Исповедальность свойственна произведениям многих поэтов серебряного века. Из всех стихов мы часто узнаем о конкретных чертах их облика, об обстоятельствах жизни. Ахматовская челка и шаль, есенинские белокурые волосы и голубые глаза, высокий рост В. Маяковского — все это органично вплелось в их произведения. Ведь поэт — конкретная личность со своей единственной и неповторимой судьбой. В стихах М. Цветаевой также развертывается единственная и неповторимая судьба. О ней говорит поэт с потрясающей откровенностью, с глубокой искренностью.
Уже ранние стихи М. Цветаевой отмечены непосредственностью передаваемого чувства. В. Я. Брюсов писал, что «стихи Марины Цветаевой всегда отправляются от какого-то реального факта, от чего-то действительно пережитого». Обстановка старой Москвы («домики с знаком породы»), радости детской дружбы и горести первой любви — все описано настолько зримо, что сомнений в подлинности пережитого не возникает.
О необходимости этой подлинности в предисловии к сборнику «Из двух книг» М. Цветаева написала нечто вроде декларации: «Записывайте точнее! Нет ничего неважного. Говорите о своей комнате: высока она или низка, и сколько в ней окон, и какие в них занавески, и есть ли ковер, и какие на нем цветы...». Действительно, стихи М. Цветаевой отмечены глубоким вниманием к будничным деталям, к повседневным мелочам:
Сорви себе стебель дикий
И ягоду ему вслед, —
Кладбищенской земляники
Крупнее и слаще нет.
За девками доглядывать, не скис
ли в жбане квас, оладьи не остыли ль,
Да перстни пересчитывать, анис
Ссыпая в узкогорлые бутыли.
Эти подробности важны потому, что в них жизнь души, ее глубокие переживания. Единственность, уникальность обстановки придает цветаевской исповеди подлинность.
Данная закономерность — детальность, конкретность поэтического видения — свойственна и произведениям современницы М. Цветаевой, А. Ахматовой, чье творчество также отмечено исповедальностью. Но это две разные исповеди. Интонация ахматовской исповеди тихая, сдержанная, уравновешенная. То, о чем она рассказывает, уже свершилось, отошло в глубокое прошлое, и единственное, что остается поэту, — воспоминание. У Цветаевой — резкое нарушение привычной гармонии, патетические восклицания, крик, «вопль вспоротого нутра».
Но самое главное — чувство непосредственно выплескивается наружу, переживается здесь и сейчас, одновременно с поэтическим высказыванием. Душа болит, переполняющее ее чувство не отболело, не отошло:
Вчера еще в глаза глядел,
А нынче — все косится в сторону!
Вчера еще до птиц сидел
Все жаворонки нынче — вороны!
Впрочем, для полного выражения обуревавших ее чувств Цветаевой не хватало даже ее громкой, захлебывающейся речи. Она писала: «Безмерность моих слов — только слабая тень безмерности моих чувств».
Безмерность чувств требовала непосредственного живого отклика, понимания, сочувствия.
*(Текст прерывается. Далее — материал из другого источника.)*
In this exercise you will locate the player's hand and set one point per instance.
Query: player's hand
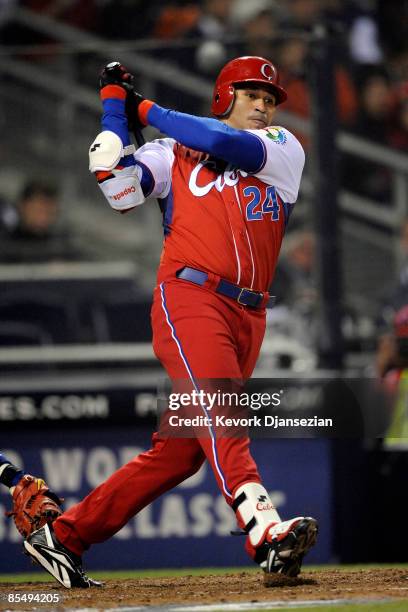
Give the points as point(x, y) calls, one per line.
point(115, 73)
Цветаевская исповедь напряженно ищет собеседника. Едва ли у какого-либо другого поэта можно найти столь частые прямые обращения к читателю, к потомкам, такой предельно искренний, доверительный тон:
К вам всем — что мне,
Ни в чем не знавшей меры,
Чужие и свои?! —
Я обращаюсь с требованьем веры
И с просьбой о любви...
Ощущение непосредственности обращенного к миру, ко всем переживаниям создает особое отношение к поэтическому слову. Слово у М. Цветаевой всегда свежее, незахватанное, и оно всегда — прямое, конкретное. Это слово — скорее жест, передающий некое действие. Оно ощутимо, как жест физический. Это слово всегда Ударное, выделенное, интонационно подчеркнутое (отсюда — крайнее изобилие в стихах М. Цветаевой тире, скобок, знаков восклицания и знаков вопроса). Такое отношение к слову повышает эмоциональный накал и драматическую напряженность речи:
Наге! Р1ите! Глядите!
Течет, не так ли?
Заготавливайте чаны!
Я державную рану отдам до капли!
(Зритель — бел, занавес — рдян.)
Судьба М. Цветаевой была трагична. Но она всегда говорила,
что «глубина страдания не может сравниться с пустотой счастья». И, наверное, только страдая, можно наполнить свои стихи таким чувством и так непосредственно его излить.